Bestimmt ein Staatssicherheitsmaler, dachte Kuballa. Was der wohl heute macht?
»Wissen Sie, wie wir seinen Wandbildbahnhof dort unten in der Magdalenenstraße genannt haben?«
»Nein.«
»Frankensteins Gruft haben wir den Bahnhof genannt. Weiß heute aber kaum einer mehr. Ist vergessen worden. Waren Sie denn wirklich noch nicht in den Arbeitsräumen vom ollen Mielke?«
»Nein.«
»Die müssen Sie sich ansehen«, sagte Frau Jung. »Dort hängt auch ein Bild vom Frankenstein. Der Mielke hat auf das Frankensteinbild geguckt und sich Pläne ausgedacht, wie er seine Feinde internieren kann. Am liebsten hätte der Mielke die halbe Bevölkerung eingesperrt. Ja, da gab es Pläne, das wirklich zu tun.«
Kuballa ging hin, besuchte die Arbeitsräume von Minister Mielke und stellte fest, daß das Mielkebüro so ähnlich aussah wie das Keßlerbüro im Bunker von Harnekop. Ein bißchen Holz, ein bißchen Sprelacart, viel Beigebraun eben. Kleine Unterschiede gab es schon: Der eine Minister hatte mehr Telefone als der andere. Außerdem hatte sich Mielke neben dem obligatorischen Honeckerporträt noch besagtes Frankensteinbild zugelegt und dieses Werk im Konferenzsaal aufgehängt. Ein Bild aus dem Jahre siebenundsechzig.

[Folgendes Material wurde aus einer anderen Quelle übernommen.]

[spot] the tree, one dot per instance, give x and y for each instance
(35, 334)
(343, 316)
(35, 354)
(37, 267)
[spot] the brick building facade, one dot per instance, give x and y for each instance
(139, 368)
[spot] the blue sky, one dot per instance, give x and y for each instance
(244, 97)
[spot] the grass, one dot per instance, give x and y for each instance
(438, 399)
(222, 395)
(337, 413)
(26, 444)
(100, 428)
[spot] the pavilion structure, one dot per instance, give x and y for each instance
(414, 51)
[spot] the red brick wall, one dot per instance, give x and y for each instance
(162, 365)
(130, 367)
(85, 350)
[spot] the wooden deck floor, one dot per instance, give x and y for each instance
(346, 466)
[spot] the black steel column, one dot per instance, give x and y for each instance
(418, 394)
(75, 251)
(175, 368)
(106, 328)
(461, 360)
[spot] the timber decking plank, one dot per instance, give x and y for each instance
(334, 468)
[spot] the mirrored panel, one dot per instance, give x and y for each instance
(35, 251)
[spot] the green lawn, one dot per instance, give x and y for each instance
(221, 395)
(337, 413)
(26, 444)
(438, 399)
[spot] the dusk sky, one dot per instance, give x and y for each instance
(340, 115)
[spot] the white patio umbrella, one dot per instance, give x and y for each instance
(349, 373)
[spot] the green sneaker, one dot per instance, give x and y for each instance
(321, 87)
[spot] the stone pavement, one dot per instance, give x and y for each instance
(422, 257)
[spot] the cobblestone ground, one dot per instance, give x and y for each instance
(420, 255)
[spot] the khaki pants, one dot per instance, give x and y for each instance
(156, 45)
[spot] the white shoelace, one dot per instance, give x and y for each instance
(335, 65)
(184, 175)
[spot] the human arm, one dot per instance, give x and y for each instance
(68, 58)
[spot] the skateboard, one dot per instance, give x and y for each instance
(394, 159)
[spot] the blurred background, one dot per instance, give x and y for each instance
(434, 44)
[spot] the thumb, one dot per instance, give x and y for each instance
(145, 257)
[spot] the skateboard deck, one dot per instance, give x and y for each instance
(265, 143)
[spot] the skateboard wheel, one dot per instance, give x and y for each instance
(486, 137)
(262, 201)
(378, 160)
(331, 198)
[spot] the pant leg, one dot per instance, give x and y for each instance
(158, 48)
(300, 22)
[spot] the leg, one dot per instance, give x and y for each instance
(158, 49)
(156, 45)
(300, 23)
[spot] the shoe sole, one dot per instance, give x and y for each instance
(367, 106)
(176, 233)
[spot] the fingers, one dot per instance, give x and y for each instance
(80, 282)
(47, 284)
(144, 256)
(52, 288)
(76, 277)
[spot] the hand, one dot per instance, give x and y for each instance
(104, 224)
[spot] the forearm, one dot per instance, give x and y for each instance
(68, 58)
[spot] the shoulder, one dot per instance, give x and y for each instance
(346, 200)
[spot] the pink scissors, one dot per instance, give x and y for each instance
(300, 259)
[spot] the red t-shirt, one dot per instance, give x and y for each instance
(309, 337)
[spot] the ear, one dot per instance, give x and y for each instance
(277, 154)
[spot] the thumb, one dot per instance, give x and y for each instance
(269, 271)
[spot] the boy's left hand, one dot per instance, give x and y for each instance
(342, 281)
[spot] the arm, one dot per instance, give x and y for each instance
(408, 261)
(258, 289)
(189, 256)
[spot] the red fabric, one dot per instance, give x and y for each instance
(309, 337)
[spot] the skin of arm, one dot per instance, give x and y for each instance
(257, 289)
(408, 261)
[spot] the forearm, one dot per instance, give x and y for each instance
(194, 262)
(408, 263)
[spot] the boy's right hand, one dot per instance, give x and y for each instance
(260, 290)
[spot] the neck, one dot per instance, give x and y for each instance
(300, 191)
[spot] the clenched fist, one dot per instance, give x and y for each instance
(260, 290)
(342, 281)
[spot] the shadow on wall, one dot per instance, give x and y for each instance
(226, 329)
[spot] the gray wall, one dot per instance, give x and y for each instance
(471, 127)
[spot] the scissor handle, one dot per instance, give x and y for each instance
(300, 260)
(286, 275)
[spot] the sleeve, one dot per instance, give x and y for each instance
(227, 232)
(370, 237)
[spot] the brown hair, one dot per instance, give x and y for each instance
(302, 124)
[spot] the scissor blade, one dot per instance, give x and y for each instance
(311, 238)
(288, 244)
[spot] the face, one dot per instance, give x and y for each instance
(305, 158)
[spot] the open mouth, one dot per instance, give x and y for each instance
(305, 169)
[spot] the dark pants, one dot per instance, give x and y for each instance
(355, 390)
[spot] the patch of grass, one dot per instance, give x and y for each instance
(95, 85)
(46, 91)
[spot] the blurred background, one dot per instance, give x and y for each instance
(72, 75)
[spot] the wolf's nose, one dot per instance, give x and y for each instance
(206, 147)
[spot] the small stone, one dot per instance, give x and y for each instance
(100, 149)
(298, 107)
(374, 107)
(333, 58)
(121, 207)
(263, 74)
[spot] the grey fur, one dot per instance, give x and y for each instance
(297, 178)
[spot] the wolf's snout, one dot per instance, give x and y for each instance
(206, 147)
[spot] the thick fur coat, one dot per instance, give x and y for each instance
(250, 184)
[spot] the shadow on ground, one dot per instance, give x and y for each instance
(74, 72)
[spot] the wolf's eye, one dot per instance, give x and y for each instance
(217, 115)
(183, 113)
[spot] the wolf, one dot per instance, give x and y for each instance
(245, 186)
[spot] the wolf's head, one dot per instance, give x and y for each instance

Im Hintergrund, dachte Kuballa, sieht man das Brandenburger Tor. Der Blickfang. Die Mauer ist längst gebaut. Aber das sieht man nicht so deutlich. Die Soldaten im Vordergrund hingegen sind gut zu erkennen. Die Soldaten sehen harmlos aus. Sie scheinen den Kindern, die sich ebenfalls an diesem Ort eingefunden haben, die Weltgeschichte zu erklären.
Frau Jung meinte zu wissen, daß es sich bei dem Werk um eine Auftragsarbeit der Staatssicherheit gehandelt habe.
Der Mielke, dachte Kuballa, hatte Stil. Wer sich solche Bilder aufhängt, ist selbst ein großer Künstler. Die Bilder sind kraftvoll, jeder Pinselstrich wirkt wie ein Pfeil, der sich in mein Herz bohrt.
Kuballa betrachtete den verwaisten Saal. Auf den Konferenztisch hatte sich ein feiner Fettfilm gelegt. Es roch nach Vergangenheit. Kuballa meinte, daß das Frankensteinbild in dieser Umgebung nicht gut aufgehoben sei.
Er nahm ein Taschenmesser zur Hand, das er seit einigen Wochen mit sich führte und das mit der Inschrift allzeit bereit versehen war, und schnitt das Frankensteinbild aus dem Rahmen heraus. Da das Gemälde nicht gesichert war und demnach keine Alarmanlage losging, konnte Kuballa die ehemaligen Ministerräume in aller Seelenruhe verlassen.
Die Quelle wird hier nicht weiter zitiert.